Link to dev List discussion
Currently only a very limited number of operators (such as exp) support second or higher order gradient calculation. For other operators, if users try to get the second order gradient of an operator, MXNet would issue an error message such as "mxnet.base.MXNetError: [23:15:34] src/pass/gradient.cc:192: Operator _backward_XXX is non-differentiable because it didn't register FGradient attribute." This is because MXNet backend does not implement the FGradient function for the backward node of the operator and therefore cannot support second (and higher) order of gradient. See the example of sin operator below. The gradient function is registered through a hidden operator _backward_sin. However, the _backward_sin operator does not register FGradient function.
Higher order gradient calculation is required for many applications such as adaptive learning rate optimization , WGAN-GP network , neural architecture search , etc. Implementing higher order gradient can help unlock these applications and improve the usability and popularity of Apache MXNet framework.
We will support second order gradient calculation in the autograd package as shown in the example below:
import mxnet.ndarray as nd
from mxnet import autograd
x = nd.array([1, 2, 3])
y = nd.sin(x)
# y_grad is first order gradient of y and should be cos(x)
y_grad = autograd.grad(y, x, create_graph=True, retain_graph=True)
# this call should calculate the second order of y w.r.t x which should be -sin(x)
print(x.grad) # Should be -sin(x)
This project will implement a set of operators to support adaptive learning rate optimization proposed by  . The following operators will be supported in this project. We will also keep an up-to-date document of the supported operators in MXNet repo.
|Operator||Second order support?||ETA|
Operators in MXNet backend are implemented using C++ with various libraries such as mshadow, nnvm, cblas, mkldnn etc. For each operator registered in MXNet, the gradient calculation is performed through a callback function registered as FGradient. Depending on the type of operators, the FGradient function is implemented differently. To support higher order gradient, we need to analytically sketch out the derivative of the operator and update its FGradient function individually. The FGradient function operates on the current node on the graph which contains the operator inputs and takes the head gradients as inputs.

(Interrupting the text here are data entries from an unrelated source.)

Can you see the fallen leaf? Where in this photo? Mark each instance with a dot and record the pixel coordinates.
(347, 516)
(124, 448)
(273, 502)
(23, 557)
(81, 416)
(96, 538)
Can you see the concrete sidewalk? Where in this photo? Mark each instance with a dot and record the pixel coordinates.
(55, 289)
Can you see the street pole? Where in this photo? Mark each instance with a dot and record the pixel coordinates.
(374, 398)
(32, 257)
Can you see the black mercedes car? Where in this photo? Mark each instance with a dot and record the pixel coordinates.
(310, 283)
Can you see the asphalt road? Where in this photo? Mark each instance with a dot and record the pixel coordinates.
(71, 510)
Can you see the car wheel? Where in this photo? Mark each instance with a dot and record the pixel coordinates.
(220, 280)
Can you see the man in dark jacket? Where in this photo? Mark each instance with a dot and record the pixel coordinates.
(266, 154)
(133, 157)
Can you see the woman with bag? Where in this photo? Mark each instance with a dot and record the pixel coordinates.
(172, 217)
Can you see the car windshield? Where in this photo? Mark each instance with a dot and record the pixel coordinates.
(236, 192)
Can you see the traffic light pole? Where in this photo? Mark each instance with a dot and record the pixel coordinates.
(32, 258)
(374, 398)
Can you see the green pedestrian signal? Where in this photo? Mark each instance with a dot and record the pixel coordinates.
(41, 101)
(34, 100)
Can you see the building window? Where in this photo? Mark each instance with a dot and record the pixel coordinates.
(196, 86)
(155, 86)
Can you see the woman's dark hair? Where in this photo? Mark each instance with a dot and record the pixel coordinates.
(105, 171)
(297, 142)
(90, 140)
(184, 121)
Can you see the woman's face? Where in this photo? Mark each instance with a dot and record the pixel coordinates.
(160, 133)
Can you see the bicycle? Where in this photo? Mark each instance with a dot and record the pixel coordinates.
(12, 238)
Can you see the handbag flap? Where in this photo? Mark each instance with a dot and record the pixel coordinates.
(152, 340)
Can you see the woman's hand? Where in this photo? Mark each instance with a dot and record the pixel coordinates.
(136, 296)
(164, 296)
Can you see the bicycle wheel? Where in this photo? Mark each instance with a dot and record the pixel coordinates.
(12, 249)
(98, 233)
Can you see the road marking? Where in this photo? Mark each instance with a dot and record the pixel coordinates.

Case I: Operators with simple FGradient function: many simple tensor arithmetic operators are implemented using simple backward functions. E.g. the sin(x) operator shown below
To support higher order gradient, we will replace the “_backward_sin” operator with an explicit cos(x) operator. Because cos(x) operator will have its own FGradient function, by calling the FGradient function recursively we can achieve many order of derivative of the sin(x) operator. A preliminary implementation as proof-of-concept is here.
Case II: Operators with complex FGradient function: in some other operators the derivative is not so straightforward or can be easily represented analytically. E.g. the softmax operator. The FGradient function is registered using a class:
For this type of operators, we have two options.
- Replace the hidden “_backward_xxx” with a simple function with other forward operators just like we did with sin(x) operator. This needs efficient representation of the analytical derivative function for each operator and requires a lot of expertise on a per operator base.
- Register a FGradient function inside the “_backward_xxx” operator. This can be simpler in terms of implementation and less destructive to current code design pattern. However, it limits the gradient to second order and cannot automatically extend to higher order of gradients.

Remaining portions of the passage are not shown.